Praying Out Loud

I’ve never been a quiet person, which may explain why I struggled in seminary with the class on spiritual formation. I believe there’s a bias in spiritual development toward the introverts, people who can sit still for long periods of time for prayer or meditation. That’s not me; I like movement, and mental stimulation and engaging conversations. So I’ve had a hard time learning how to grow spiritually without using the traditional introvert models.

I was thrilled to find a book called “Spirituality for Extroverts” by Nancy Reeves. Reeves, a psychologist and spiritual director, is also an extrovert, and also had a difficult time finding resources on how to feed her extrovert spirituality. So she wrote a book about it.

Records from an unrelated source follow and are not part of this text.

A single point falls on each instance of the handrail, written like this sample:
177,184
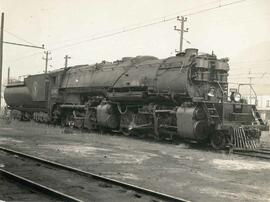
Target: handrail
222,100
250,86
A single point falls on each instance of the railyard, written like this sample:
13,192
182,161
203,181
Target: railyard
179,170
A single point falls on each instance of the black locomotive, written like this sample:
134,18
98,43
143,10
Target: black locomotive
184,96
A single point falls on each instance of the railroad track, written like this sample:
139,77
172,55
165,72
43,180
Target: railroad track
262,153
150,195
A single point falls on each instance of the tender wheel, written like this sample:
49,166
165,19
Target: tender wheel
126,131
218,140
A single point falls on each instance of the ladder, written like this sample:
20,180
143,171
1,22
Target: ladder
257,116
212,113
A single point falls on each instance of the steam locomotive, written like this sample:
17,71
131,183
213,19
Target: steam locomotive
185,96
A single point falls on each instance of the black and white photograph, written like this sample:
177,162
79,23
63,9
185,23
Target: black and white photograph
135,101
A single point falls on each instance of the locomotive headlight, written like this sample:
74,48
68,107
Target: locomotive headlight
236,97
211,92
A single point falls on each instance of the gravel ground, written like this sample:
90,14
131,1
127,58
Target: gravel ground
179,170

Reeves has several suggestions for how people can grow their faith in ways that are more outwardly focused. Some of those include:

Singing – I love to sing. I always have. I’m not making any claims about the quality of what comes out, but I find singing to be a wonderful way to praise God and connect with my own spirituality. Find a good Christian or worship CD, learn the songs you like, and then add your own voice to the mix. I find myself humming a Christian song at various points during the day, and the lyrics to that song become my prayer.

Spiritual Friendships – When we have a God question or a faith struggle, to whom do we turn? Those conversations are spiritual practices, and our own soul can be nurtured by the dialogue that occurs. I have a close circle of people who provide with soul sustenance and help me grow as a pastor and Christian simply by being a part of my life.

Moving Prayer – We may think prayer has to be a hands-folded, head-bowed experience, but there are really as many ways to pray as there are people praying. Walking in nature is a great way to connect with God (provided you are not chasing around a golf ball and cursing!). Walking is not only good for our God-given bodies, but can help us escape the demands of our lives. What about walking from room to room in your house and praying for the daily activities that take place there?

Reading and Writing – While these activities don’t always involve others, they are still ways of interacting beyond yourself. I am an avid reader and enjoy my time with a good spiritual book, which for me becomes a conversation with the author. Similarly, writing for me is a way of articulating my thoughts and feelings about God and my own faith.

Exercise – While Reeves doesn’t specifically list exercise as a spiritual discipline, I have found it to be that for me. When I exercise with others (like playing basketball), I am nurturing my friendships with other Christians. When I exercise alone (like on the treadmill), I can use that time to pray or listen to Christian music. And the commitment and discipline of an exercise routine is good practice for us as we seek to live committed, disciplined lives for God.

As with any spiritual growth, there needs to be a balance between the inward and the outward. In my relationship with God, I often times spend too much time talking and not enough time listening. But I’ve also found that there are times when I need to be active in order to better connect with God. I’m thankful for Reeves’ book, which lets me know that extroversion and spirituality aren’t mutually exclusive.